Thank you again for your help.
I ran the following command: "mri_robust_register --mov rawavg_1.mgz --dst rawavg_2.mgz --lta v1to2.lta --affine --satit" on the two rawavg.mgz images; one from each time point from the cross-sectional outputs. I have attached the information from the terminal and the output. Are these outputs appropriate to find the scaling information? If so, where can I find it? I am not very familiar with transformations, thus any information or directions to resources I can use would be very much appreciated.

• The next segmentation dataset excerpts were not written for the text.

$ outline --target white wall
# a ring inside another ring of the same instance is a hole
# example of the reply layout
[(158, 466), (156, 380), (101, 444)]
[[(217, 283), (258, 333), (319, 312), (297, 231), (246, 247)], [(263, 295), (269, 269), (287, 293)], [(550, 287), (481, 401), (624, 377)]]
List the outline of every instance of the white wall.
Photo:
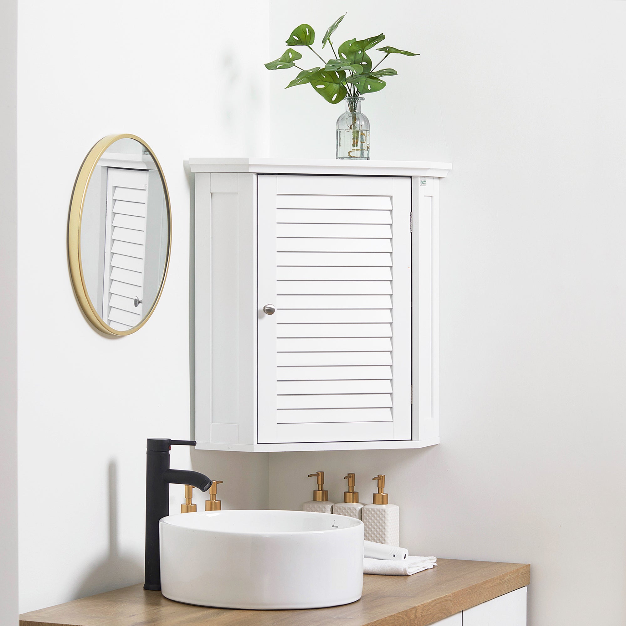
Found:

Thank you in advance for you help.
Best, Tamara
Message: 6 Date: Tue, 10 Jan 2017 21:18:34 +0100 From: Martin Reuter <mreuter@nmr.mgh.harvard.edu mailto:mreuter@nmr.mgh.harvard.edu> Subject: Re: [Freesurfer] Brighter image at baseline vs. follow up using longitudinal processing stream To: Freesurfer support list <freesurfer@nmr.mgh.harvard.edu mailto:freesurfer@nmr.mgh.harvard.edu> Message-ID: <9BCB373D-D368-4B36-B607-69E6A14AF952@nmr.mgh.harvard.edu mailto:9BCB373D-D368-4B36-B607-69E6A14AF952@nmr.mgh.harvard.edu> Content-Type: text/plain; charset="us-ascii"
Hi Tamara,
mvoing in and popping out sounds like a scaling problem. We do only rigid transforms, so the scaling would already be in your original inputs. If that is the case, it could mean that there was a scanner calibration or something that caused scaled images and that would not be good. It should however appear in all images that have the calibration in between time points.
You can try to use mri_robust_register with the affine flag to see if any scaling is present in the rawavg.mgz images between the two time points (it should report scaling separately on the screen output), else use lta_diff with the appropriate flags. You can also look at the affininely registered images and see if it looks better.
Anyway if there is global scaling in the images, I would try to investigate a where this comes from and also drop that image from the study.